Плачу, как будто на самом деле

 

 

 

что‑ то остаться могло живое.

Ибо, когда расстаются двое,

то, перед тем как открыть ворота,

каждый берет у другого что‑ то

в память о том, как их век был прожит:

тело – незримость; душа, быть может,

 

 

 

зренье и слух. Оттого и плачу,

что неглубоко надежду прячу,

будто слышишь меня и видишь,

но со словами ко мне не выйдешь:

ибо душа, что набрала много,

речь не взяла, чтоб не гневить Бога.

 

 

 

Плачу. Вернее, пишу, что слезы

льются, что губы дрожат, что розы

вянут, что запах лекарств и дерна

резок. Писать о вещах, бесспорно,

тебе до смерти известных, значит

плакать за ту, что сама не плачет.

 

 

 

Разве ты знала о смерти больше

нежели мы? Лишь о боли. Боль же

учит не смерти, но жизни. Только

то ты и знала, что сам я. Столько

было о смерти тебе известно,

сколько о браке узнать невеста

 

 

 

может – не о любви: о браке.

Не о накале страстей, о шлаке

этих страстей, о холодном, колком

шлаке – короче, об этом долгом

времени жизни, о зимах, летах.

Так что сейчас, в этих черных лентах,

 

 

 

ты как невеста. Тебе, не знавшей

брака при жизни, из жизни нашей

прочь уходящей, покрытой дерном,

смерть – это брак, это свадьба в черном,

это те узы, что год от года

только прочнее, раз нет развода.

 

 

 

Слышишь, опять Персефоны голос?

Тонкий в руках ее вьется волос

жизни твоей, рассеченный Паркой.

То Персефона поет над прялкой

песню о верности вечной мужу;

только напев и плывет наружу.

 

 

 

Будем помнить тебя. Не будем

помнить тебя. Потому что людям

свойственна тяга к объектам зримым

или к предметам настолько мнимым,

что не под силу сердечным нетям.

И, не являясь ни тем, ни этим,

 

 

 

ты остаешься мазком, наброском,

именем, чуждым своим же тезкам

и не бросающим смертной тени

даже на них.
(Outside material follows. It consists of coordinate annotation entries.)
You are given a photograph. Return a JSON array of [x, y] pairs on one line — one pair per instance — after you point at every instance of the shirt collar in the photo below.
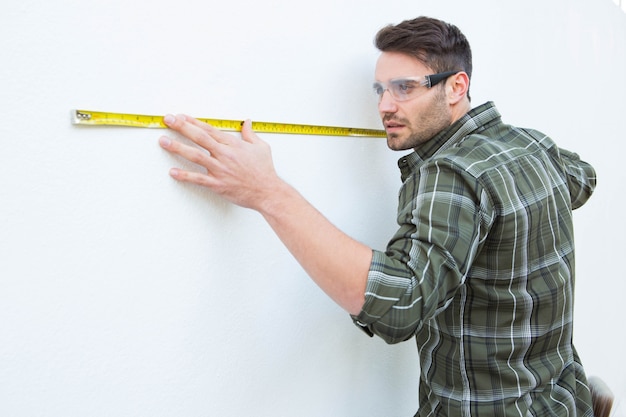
[[473, 121]]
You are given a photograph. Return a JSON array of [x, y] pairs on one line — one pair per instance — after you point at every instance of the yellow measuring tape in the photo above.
[[87, 117]]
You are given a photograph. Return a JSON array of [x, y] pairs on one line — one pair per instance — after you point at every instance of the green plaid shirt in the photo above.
[[481, 271]]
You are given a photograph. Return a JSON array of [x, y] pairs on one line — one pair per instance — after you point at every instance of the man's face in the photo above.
[[413, 122]]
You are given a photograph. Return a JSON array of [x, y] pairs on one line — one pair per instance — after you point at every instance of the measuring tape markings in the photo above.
[[88, 117]]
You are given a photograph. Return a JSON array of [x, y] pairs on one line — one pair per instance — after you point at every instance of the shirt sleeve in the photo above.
[[580, 175], [443, 215]]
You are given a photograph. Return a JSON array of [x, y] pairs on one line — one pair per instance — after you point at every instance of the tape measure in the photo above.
[[87, 117]]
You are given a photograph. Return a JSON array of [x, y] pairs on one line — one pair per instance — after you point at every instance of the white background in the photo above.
[[124, 293]]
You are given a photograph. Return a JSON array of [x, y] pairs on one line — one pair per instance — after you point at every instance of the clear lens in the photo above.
[[403, 89]]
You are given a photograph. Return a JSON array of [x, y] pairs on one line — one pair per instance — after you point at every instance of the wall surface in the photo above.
[[124, 293]]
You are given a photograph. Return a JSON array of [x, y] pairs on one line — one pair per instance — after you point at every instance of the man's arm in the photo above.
[[242, 171]]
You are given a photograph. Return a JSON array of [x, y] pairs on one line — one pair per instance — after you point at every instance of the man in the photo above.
[[481, 269]]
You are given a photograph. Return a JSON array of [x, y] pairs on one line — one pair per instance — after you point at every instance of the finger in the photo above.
[[193, 177], [191, 153], [248, 134], [199, 132]]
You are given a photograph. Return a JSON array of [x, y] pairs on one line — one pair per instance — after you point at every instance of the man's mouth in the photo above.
[[392, 125]]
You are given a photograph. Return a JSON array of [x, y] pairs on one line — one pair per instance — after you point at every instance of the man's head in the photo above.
[[414, 106]]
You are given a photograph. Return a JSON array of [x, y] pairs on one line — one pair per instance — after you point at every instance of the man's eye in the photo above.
[[405, 87]]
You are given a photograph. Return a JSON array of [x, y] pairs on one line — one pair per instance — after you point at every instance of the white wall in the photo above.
[[124, 293]]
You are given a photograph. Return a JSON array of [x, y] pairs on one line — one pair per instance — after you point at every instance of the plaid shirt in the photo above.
[[481, 271]]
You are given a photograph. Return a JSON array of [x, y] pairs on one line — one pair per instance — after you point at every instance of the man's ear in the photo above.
[[458, 84]]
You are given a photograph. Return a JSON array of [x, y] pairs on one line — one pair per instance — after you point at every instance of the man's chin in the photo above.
[[395, 143]]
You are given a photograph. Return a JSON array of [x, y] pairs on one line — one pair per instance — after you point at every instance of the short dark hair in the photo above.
[[439, 45]]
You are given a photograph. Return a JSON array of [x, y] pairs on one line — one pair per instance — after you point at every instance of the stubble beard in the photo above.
[[422, 128]]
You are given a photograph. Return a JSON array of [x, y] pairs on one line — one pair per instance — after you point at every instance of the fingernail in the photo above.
[[165, 141], [169, 119]]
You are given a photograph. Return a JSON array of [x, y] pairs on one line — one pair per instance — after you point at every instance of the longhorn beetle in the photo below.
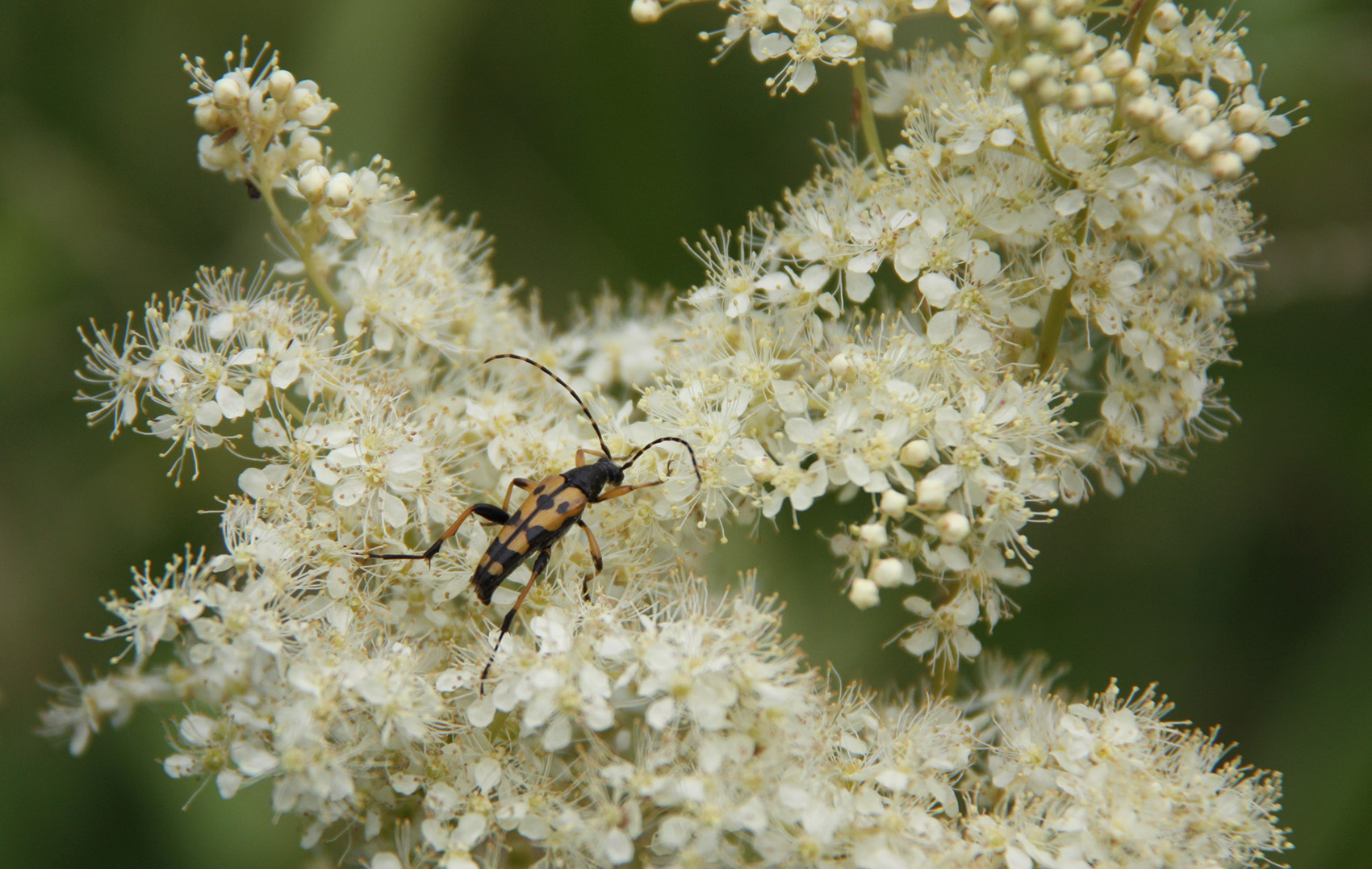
[[553, 506]]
Что поделать с теми,

тел у кого, чем имен, намного

больше? Но эти пока два слога ‑

 

 

 

Таня – еще означают тело

только твое, не пуская в дело

анестезию рассудка, ими

губы свои раздвигая, имя

я подвергаю твое огласке

в виде последней для тела ласки.

 

 

 

Имя твое расстается с горлом

сдавленным. Пользуясь впредь глаголом,

созданным смертью, чтоб мы пропажи

не замечали, кто знает, даже

сам я считать не начну едва ли,

будто тебя «умерла» и звали.

 

 

 

Если сумею живым, здоровым

столько же с этим прожить я словом

лет, сколько ты прожила на свете,

помни: в Две Тысячи Первом лете,

с риском быть вписанным в святотатцы,

стану просить, чтоб расширить святцы.

 

 

 

Так, не сумевши ступать по водам,

с каждым начнешь становиться годом,

туфельки следом на водах тая,

все беспредметней; и – сам когда я

не дотянувши до этой даты,

посуху двину туда, куда ты

 

 

 

первой ушла, в ту страну, где все мы

души всего лишь, бесплотны, немы,

то есть где все – мудрецы, придурки, ‑

все на одно мы лицо, как тюрки, ‑

вряд ли сыщу тебя в тех покоях,

встреча с тобой оправдание коих.

 

 

 

Может, и к лучшему. Что сказать бы

смог бы тебе я? Про наши свадьбы,

роды, разводы, поход сквозь трубы

медные, пламень, чужие губы;

то есть, с каким беспримерным рвеньем

трудимся мы над твоим забвеньем.

 

 

 

Стоит ли? Вряд ли. Не стоит строчки.

Как две прямых расстаются в точке,

пересекаясь, простимся. Вряд ли

свидимся вновь, будь то Рай ли, Ад ли.

Два этих жизни посмертной вида

лишь продолженье идей Эвклида.

 

 

 

Спи же. Ты лучше была, а это

в случае смерти всегда примета,

знак невозможности, как при жизни,

с худшим свиданья. Затем что вниз не

спустишься. Впрочем, долой ходули ‑

до несвиданья в Раю, в Аду ли.

 

 1968(? )

 

Поделиться:





Воспользуйтесь поиском по сайту:



©2015 - 2024 megalektsii.ru Все авторские права принадлежат авторам лекционных материалов. Обратная связь с нами...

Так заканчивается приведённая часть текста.